My husband also got his hands on an old farming water/iodine container that friends cleaned out and is now our shower and dish water container for all of us the entire week. We strap it to the roof of his truck and fill it with water before we leave home. We’ve had a lot of stares on the highway as drive along with that giant blue cylinder strapped to our roof! We set up our small shower tent right underneath it and hang the Sunshower. My husband’s greatest pride is in the cherry hardwood floor inside the shower that keeps our feet out of the mud! Again, made from construction scraps that he just couldn’t bear to burn or take to the dump.

This story wouldn’t be complete without mentioning the water wagon. Again, my husband made a great idea happen. He decided it would be easier to haul drinking water from the water truck with a wagon, but he didn’t want to spend a penny on a new wagon. Instead he started collecting ‘junk’ materials to build his own. Some old lawnmower wheels and scrap wood and aluminum later, and he had his wagon. The teenagers at our site enjoyed lots of wagon races down the hill!

Ok, there’s furniture too I guess. All of the furniture we bring goes home with us. No couches in the trash. We bring our own lawn chairs and stools for musicians, but our big ‘kitchen’ table and benches, along with smaller tables and shelving in our kitchen area are all reclaimed wood that’s assembled on the spot and then taken apart and used for other purposes throughout the year until another Grey Fox rolls around.

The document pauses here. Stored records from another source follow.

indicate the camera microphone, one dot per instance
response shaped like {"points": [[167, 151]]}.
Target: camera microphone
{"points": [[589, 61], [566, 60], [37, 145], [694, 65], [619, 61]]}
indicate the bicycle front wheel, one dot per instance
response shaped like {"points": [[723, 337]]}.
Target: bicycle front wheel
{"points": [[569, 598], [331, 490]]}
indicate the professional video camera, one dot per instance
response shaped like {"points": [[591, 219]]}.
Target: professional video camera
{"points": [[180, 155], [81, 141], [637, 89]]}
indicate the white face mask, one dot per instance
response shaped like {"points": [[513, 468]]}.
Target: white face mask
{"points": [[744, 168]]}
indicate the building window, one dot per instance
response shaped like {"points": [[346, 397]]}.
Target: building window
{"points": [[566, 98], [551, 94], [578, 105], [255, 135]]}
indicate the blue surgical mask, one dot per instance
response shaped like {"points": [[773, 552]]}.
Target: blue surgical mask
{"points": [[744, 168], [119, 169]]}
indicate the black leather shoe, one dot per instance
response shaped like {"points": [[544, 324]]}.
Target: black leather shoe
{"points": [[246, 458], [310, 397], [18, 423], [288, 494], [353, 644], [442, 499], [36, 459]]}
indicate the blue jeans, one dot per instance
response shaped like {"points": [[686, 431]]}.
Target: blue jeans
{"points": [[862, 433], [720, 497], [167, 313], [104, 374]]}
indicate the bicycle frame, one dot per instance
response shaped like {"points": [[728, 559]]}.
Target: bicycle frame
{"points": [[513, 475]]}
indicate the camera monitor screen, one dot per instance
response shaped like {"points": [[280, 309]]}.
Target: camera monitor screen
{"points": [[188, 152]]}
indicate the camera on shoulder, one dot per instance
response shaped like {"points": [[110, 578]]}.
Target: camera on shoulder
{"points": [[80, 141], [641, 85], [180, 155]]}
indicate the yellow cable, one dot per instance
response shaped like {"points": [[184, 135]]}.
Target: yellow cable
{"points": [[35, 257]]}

And then there’s food. We try to bring one set of dishes per person and reuse it all. We compost organic waste and bring it home with us to our compost piles. One couple is knowledgeable about edible plants and made us various sun teas and berry pancakes with plants gathered from the woods around the farm. (They are careful not to pick too much of any plant from one spot.)

So really our story is one of thrift that happens to be ‘green’. My husband doesn’t like to spend lots of money on things he thinks he could build himself, but I like a plush and attractive site that I hope adds to everyone’s Grey Fox experience. Plus, we have to find a use for all of that clutter in our garage! We have found a compromise that we both can live with in our site. Now we just need a name…

My hope in writing all this is that our story could inspire others as they plan their Grey Fox experience this year at the new location. We will challenge our group this year to reduce our camp size further and continue to try to ‘leave no trace’, but also have similar, if not more, comforts. We also aim to provide excellent hospitality at our site. So we welcome everyone to come on over, pick a few notes with us, and enjoy some watermelon and smiles!

Thanks again for all that you do, and I hope our story can be a springboard for more fabulous and creative campsite ideas this year!